Question

Solve the given quadratic equation \[2{\cos ^2}x + 3\sin x = 0\]

Answer 1

Hint: Here, we have to solve the given equation and find the value of \[x\]. First, we will use the trigonometric identities to convert the given equation into the form as a quadratic equation. Then, we will solve the equation by factoring method. Again, we will use the trigonometric identities converting the variable to trigonometric function and using periodicity identities, we will obtain the value of the variable. Trigonometric equation is an equation involving one or more trigonometric ratios of unknown angles.

Formula used: We will use the following formulas:
Trigonometric Identity: \[{\sin ^2}x + {\cos ^2}x = 1 \Rightarrow {\cos ^2}x = 1 - {\sin ^2}x\]
Periodicity Identities: \[\sin (\pi + A) = - \sin A;\sin (2\pi - A) = - \sin A;\]

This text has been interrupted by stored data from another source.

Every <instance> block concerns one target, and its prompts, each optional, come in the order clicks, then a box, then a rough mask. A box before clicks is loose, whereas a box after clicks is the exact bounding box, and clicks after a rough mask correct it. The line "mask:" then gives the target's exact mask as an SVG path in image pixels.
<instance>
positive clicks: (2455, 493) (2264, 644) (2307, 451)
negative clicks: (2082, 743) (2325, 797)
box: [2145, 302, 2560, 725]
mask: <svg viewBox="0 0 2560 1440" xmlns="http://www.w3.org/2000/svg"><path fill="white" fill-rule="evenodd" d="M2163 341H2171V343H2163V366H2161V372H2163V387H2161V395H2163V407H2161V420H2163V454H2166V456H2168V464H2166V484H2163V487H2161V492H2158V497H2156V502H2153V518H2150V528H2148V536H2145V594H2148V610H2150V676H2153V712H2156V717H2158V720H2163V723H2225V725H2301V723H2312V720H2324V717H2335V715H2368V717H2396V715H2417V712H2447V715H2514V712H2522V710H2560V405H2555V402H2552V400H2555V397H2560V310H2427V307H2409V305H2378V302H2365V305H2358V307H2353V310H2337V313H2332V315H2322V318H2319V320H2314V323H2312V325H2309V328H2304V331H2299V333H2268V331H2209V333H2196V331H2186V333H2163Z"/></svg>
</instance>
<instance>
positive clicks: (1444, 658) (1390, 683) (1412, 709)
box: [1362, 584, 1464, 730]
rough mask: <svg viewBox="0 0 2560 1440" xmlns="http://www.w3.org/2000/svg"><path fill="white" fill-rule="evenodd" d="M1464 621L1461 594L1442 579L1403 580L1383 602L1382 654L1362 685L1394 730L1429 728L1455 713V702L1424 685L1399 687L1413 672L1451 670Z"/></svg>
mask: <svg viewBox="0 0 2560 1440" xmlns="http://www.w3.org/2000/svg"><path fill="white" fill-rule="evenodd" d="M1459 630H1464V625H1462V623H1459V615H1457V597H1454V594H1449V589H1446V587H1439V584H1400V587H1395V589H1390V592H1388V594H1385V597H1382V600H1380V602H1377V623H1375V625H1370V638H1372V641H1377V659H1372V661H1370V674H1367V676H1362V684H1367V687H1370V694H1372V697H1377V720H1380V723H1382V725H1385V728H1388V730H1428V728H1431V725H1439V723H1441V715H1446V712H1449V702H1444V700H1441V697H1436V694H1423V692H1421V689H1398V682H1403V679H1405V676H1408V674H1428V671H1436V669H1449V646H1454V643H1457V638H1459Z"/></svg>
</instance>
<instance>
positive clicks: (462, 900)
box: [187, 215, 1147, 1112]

Complete step-by-step answer:
We are given with a trigonometric function to solve for the variable.
\[2{\cos ^2}x + 3\sin x = 0\]
We know that \[{\sin ^2}x + {\cos ^2}x = 1\], so rewriting this identity, we get
\[{\cos ^2}x = 1 - {\sin ^2}x\]
Substituting \[{\cos ^2}x = 1 - {\sin ^2}x\] in the given equation, we get
\[ \Rightarrow 2(1 - {\sin ^2}x) + 3\sin x = 0\]
Multiplying the terms, we get
\[ \Rightarrow 2 - 2{\sin ^2}x + 3\sin x = 0\]
Rewriting the above equation, we get
\[ \Rightarrow 2{\sin ^2}x - 3\sin x - 2 = 0\] …………………………….\[\left( 1 \right)\]
Now, Let \[\sin x = y\]. Therefore,
\[ \Rightarrow 2{y^2} - 3y - 2 = 0\]
By using factoring method for Quadratic equation, we have
\[ \Rightarrow 2{y^2} - 4y + y - 2 = 0\]
Now, grouping into terms, we get
\[ \Rightarrow 2y\left( {y - 2} \right) + 1\left( {y - 2} \right) = 0\]
Now, again by grouping into terms, we have
\[ \Rightarrow \left( {2y - 1} \right)\left( {y - 2} \right) = 0\]
Now, by using the Zero-Product Property, we have
\[ \Rightarrow \left( {2y + 1} \right) = 0\] or \[\left( {y - 2} \right) = 0\]
Rewriting the equation, we have
\[ \Rightarrow 2y = - 1\] or \[y = 2\]
\[ \Rightarrow y = \dfrac{{ - 1}}{2}\] or \[y = 2\]
Now substituting \[y = \sin x\] in the above equations, we get
\[ \Rightarrow \sin x = \dfrac{{ - 1}}{2}\] or \[\sin x = 2\]
Since sine lies between \[ - 1\]to \[ + 1\] and \[\sin x = 2\] is greater than \[ + 1\], so we will not take \[\sin x = 2\].
Now,
\[\sin x = \dfrac{{ - 1}}{2}\]
\[ \Rightarrow x = {\sin ^{ - 1}}\left( {\dfrac{{ - 1}}{2}} \right)\]
\[\sin x\]is negative in the third and the fourth quadrant.
Using the periodicity identities \[\sin (\pi + A) = - \sin A\] and \[\sin (2\pi - A) = - \sin A\], we have
\[ \Rightarrow x = \pi + \dfrac{\pi }{6}\] or \[x = 2\pi - \dfrac{\pi }{6}\]
By cross multiplying, we have
\[ \Rightarrow x = \dfrac{{6\pi }}{6} + \dfrac{\pi }{6}\] or \[x = \dfrac{{12\pi }}{6} - \dfrac{\pi }{6}\]
Adding the like fractions, we have
\[ \Rightarrow x = \dfrac{{6\pi + \pi }}{6}\] or \[x = \dfrac{{12\pi - \pi }}{6}\]
\[ \Rightarrow x = \dfrac{{7\pi }}{6}\] or \[x = \dfrac{{11\pi }}{6}\]
Therefore, the values are \[x = \dfrac{{7\pi }}{6}\] and \[\dfrac{{11\pi }}{6}\].

Note: We have used the property of Zero-Product Property in Factoring method. Zero-Product Property states that If we multiply two (or more) things together and the result is equal to zero.Then we know that at least one of those things that we multiplied must also have been equal to zero. The only way for us to get zero when we multiply two (or more) factors together is for one of the factors to have been zero. We should be clear of Periodicity identities too.